Ellie could pretend all she wanted, but the sad truth was that she was rapidly developing a crush on her PE coach.

 

 

 

 

 

 

 

 

 

 

 

 

 

 

 

 

 

 

 

 

 

 

 

 

 

 

 

 

8

 

             
A
visit to her gynecologist on Monday had not smoothed Jo’s tattered nerves. She was, yes, officially pregnant, but her husband was still being an official ass.

             
Tuesday night, Beth sat her down after dinner and shared wisdom that Jo wanted to doubt, but knew she couldn’t. “Tam has a very damaged little soul,” she said, and patted Jo’s hand on the table. “Even though we know him and love him, we can’t always know how he’s going to handle certain things.”

             
Jo had hated the sound of the words: like Tam was some animal whose behavior patterns they were trying to predict. But she was tired of sleeping back-to-back with him and could no longer pretend that his glacial cold-shoulder routine wasn’t torturing her.

             
“He expects you to either fight with him, or drop it,” Beth said. “His father beat him and his mother never cared enough to stand up for anything. Kill him with kindness. Love him enough not to let him get away with this.”

             
And so Wednesday, not at all sure if it was the right approach, she set out to do just that.

             
Tam was upstairs in the guest bedroom that had once been shared by Mike and Walt, studying. The desk was a hulking metal contraption Randy had found at a yard sale eons ago, its heavy legs full of drawers where the boys had housed paper, pencils, and little tokens of childhood: a love letter from Jenny Bryant in the third grade for Walt, a record breaking spitball for Mike. Beth had covered the coffee-stained and cigarette-burned top with contact paper patterned like the surface of a globe and it was yellow and flaking now, curling up at the corners. It faced the window and late evening sun fell in golden panels through the glass and across Tam as he took notes from a textbook.

             
Jo had showered and no longer smelled like vet clinic. She was in old yoga pants and one of his t-shirts. She lingered in the doorway a long moment, knowing that, whatever the subject, no textbook should have carved such grooves between his brows. He looked like a little boy and like an old man at the same time.
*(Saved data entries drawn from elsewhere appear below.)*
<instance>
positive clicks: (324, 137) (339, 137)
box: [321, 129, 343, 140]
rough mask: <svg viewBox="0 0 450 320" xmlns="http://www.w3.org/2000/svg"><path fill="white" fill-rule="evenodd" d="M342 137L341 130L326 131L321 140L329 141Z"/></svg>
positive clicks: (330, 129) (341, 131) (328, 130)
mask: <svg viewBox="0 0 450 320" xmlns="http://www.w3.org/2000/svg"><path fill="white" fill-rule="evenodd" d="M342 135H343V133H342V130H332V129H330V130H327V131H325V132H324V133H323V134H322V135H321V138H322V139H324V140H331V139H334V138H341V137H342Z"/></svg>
With the late summer sun pouring over him, she could envision the way those fleeting lines on his face would deepen with time, the way his thick, glossy dark hair would silver.

             
Damaged
, her mother had called him, and he was. Jo forgot sometimes, when things were good, when he was his laughing, sweet self; it was easy to pretend there weren’t demons there.

             
“How was school?” she asked softly as she crossed the old, mashed carpet.

             
A flicker of his dark lashes told her he’d heard, but he didn’t turn to face her. “It was fine.”

             
Undeterred, she walked up behind him and placed her hands on his shoulders. When she traced her fingers along the cords at the base of his neck, he tensed. “You know, I heard that non-traditional students always have the best grades. Job, stable home life, direction…it’s good for the As and Bs, ya know.”